January’s Markit/CIPS Construction PMI included a “highly misleading and unhelpful” comment on the UK construction industry, according to a leading trade association.
The Brick Development Association, which represents 99 per cent of UK brick producers, said that a comment from the Chartered Institute of Procurement and Supply (CIPS), released alongside the PMI update, provided a “sloppy narrative that is damaging to our industry”.
Yesterday’s Markit/CIPS release included a comment from CIPS chief executive David Noble, who said that “supply chains were weighed down by the pressures of a shortage of bricks and blocks as delivery times became longer in an attempt to fulfil recent orders from last year”.
However, the BDA has hit back, claiming that brick production has risen significantly in the past year, citing data from the Department for Business, Innovation and Skills (BIS).
The BIS data, released yesterday, shows that brick production in December 2015 was 16 per cent higher than the same month a year earlier. Data for the year shows that brick production was 7 per cent higher in 2015 as a whole compared with 2014.
Year-on-year, stocks of bricks were 69 per cent higher in 2015 than in 2014, hitting 592m, the highest level recorded since 2011.
However, the BIS data also shows that brick deliveries in December 2015 tumbled by 15 per cent compared to December 2014, while deliveries for the year were 5 per cent lower in 2015 than in 2014 – the first annual fall in deliveries since 2012.
This supports the claim from CIPS that contractors had seen a slowdown in brick deliveries over the latter half of the year.
In a statement, CIPS said that the PMI was “a subjective interpretation of data from the procurement community”.

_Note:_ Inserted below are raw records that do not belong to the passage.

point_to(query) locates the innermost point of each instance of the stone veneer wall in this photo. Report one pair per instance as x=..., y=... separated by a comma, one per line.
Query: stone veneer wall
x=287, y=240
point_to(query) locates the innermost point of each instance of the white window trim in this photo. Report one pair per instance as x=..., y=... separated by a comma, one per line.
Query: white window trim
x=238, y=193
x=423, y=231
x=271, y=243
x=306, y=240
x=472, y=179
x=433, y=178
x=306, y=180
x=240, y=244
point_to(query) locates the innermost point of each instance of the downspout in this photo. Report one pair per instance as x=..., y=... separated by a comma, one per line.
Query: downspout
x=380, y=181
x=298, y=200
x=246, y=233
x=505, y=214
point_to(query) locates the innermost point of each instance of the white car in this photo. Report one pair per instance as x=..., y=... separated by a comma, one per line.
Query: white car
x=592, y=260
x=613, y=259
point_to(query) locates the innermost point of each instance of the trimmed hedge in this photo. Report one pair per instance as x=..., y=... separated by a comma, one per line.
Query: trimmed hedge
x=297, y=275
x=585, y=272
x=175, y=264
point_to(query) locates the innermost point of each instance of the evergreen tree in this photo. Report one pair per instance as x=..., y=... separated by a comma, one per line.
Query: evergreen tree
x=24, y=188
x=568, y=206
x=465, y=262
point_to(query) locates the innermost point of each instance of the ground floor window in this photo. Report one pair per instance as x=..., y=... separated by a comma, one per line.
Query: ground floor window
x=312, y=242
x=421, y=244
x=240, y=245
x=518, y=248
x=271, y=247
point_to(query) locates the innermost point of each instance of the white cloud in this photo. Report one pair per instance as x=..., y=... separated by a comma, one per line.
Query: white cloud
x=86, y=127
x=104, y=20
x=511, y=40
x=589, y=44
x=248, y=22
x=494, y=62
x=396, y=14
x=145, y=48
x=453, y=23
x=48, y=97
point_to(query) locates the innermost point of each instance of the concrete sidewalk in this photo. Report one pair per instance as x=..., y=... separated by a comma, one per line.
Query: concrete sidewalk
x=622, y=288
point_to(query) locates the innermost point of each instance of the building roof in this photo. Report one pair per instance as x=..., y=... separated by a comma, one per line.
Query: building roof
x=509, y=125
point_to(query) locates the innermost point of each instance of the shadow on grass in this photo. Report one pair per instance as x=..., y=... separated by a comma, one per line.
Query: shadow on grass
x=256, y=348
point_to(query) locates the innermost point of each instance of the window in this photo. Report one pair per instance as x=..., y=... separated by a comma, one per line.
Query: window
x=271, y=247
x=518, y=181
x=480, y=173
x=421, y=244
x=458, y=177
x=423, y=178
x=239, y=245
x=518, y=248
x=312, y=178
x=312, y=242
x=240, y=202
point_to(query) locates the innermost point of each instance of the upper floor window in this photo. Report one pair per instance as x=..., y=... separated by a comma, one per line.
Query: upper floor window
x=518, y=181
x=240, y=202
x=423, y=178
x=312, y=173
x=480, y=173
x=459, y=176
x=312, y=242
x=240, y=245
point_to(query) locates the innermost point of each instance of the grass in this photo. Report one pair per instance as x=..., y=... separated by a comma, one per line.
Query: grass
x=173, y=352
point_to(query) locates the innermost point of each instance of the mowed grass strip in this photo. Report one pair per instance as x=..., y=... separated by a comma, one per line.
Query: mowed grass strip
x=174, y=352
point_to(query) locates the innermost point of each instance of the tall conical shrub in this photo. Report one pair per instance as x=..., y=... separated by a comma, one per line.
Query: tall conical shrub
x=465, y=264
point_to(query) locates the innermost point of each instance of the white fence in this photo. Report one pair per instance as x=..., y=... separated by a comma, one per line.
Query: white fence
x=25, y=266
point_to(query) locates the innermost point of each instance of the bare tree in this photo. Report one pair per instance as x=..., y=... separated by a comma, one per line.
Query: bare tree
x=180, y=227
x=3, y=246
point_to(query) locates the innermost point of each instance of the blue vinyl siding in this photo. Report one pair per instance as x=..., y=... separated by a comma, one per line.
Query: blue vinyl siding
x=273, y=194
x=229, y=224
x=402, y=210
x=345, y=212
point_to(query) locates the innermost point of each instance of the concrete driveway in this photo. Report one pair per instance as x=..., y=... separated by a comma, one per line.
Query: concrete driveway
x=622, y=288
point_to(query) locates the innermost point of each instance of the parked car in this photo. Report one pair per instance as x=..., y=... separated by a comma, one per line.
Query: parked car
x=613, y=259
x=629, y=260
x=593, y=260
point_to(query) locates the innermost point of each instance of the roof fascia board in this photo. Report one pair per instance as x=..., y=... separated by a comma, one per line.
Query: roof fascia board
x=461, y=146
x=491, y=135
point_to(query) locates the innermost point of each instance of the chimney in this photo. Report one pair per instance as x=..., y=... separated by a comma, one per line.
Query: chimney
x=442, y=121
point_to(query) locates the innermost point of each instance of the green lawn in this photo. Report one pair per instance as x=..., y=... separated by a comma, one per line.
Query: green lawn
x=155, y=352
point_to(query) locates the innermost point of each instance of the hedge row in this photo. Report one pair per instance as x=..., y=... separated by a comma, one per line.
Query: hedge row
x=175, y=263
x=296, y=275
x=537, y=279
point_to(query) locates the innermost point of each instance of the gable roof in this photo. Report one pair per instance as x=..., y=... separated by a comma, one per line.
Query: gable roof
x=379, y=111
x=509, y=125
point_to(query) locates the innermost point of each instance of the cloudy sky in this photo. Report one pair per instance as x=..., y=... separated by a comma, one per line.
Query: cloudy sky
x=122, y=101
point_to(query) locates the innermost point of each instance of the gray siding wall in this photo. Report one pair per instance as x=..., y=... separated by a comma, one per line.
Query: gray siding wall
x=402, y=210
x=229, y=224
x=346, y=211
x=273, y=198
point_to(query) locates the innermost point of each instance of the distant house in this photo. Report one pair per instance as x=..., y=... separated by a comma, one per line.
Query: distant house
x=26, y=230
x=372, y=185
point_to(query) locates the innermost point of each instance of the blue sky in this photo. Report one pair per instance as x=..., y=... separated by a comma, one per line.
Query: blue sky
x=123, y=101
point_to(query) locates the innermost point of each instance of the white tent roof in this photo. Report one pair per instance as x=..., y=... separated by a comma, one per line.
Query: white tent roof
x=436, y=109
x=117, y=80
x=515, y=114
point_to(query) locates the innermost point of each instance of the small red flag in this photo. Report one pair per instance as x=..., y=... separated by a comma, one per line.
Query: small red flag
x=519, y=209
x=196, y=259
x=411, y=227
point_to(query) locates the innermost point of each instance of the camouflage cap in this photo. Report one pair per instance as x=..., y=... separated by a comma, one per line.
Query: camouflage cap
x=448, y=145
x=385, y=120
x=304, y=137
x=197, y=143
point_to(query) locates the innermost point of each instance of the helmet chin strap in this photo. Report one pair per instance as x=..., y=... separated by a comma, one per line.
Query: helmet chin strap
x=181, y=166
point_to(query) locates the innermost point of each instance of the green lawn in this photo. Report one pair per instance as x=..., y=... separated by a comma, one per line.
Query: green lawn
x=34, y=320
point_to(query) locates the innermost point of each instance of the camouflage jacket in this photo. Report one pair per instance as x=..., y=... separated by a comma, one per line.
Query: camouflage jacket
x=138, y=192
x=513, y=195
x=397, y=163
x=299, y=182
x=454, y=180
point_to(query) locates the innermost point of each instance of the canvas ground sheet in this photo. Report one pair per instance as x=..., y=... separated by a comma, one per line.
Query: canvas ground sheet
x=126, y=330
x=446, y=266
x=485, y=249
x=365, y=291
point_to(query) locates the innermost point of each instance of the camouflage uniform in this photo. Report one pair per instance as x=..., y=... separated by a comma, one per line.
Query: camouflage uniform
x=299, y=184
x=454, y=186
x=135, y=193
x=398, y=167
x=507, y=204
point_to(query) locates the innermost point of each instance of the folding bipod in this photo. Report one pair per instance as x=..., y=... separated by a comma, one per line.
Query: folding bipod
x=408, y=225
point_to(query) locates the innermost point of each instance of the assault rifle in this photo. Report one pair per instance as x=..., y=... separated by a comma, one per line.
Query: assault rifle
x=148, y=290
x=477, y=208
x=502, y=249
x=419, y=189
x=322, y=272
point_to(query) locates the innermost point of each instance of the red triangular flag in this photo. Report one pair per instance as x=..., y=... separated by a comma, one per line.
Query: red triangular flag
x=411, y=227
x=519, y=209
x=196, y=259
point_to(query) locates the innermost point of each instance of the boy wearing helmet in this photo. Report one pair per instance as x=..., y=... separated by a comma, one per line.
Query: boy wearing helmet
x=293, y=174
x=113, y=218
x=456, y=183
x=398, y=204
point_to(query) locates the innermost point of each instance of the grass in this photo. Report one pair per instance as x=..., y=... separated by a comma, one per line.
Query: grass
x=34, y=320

“The PMIs are highly respected and long-standing reports used by many commentators and bodies such as the Bank of England,” it added.
“Anecdotal evidence from respondents to the survey pointed to shortages in bricks and supplies, which was reflected in our commentary.”
BDA chairman Michael Ankers said he found it “astonishing” that CIPS would make claims of a brick shortage “without evidence”.
“If there are delivery issues further down the supply chain it would be very helpful to understand the cause,” he said.
“Unfortunately, CIPS was unable to provide information on the number or organisation type of respondents finding bricks hard to obtain. Without that evidence, I find it astonishing that the CIPS felt authorised to comment on the availability of bricks.”
January’s Markit/CIPS Construction PMI showed that activity in the construction industry had slowed to its lowest growth rate for nine months, with housing activity posting its most sluggish increase for two-and-a-half years.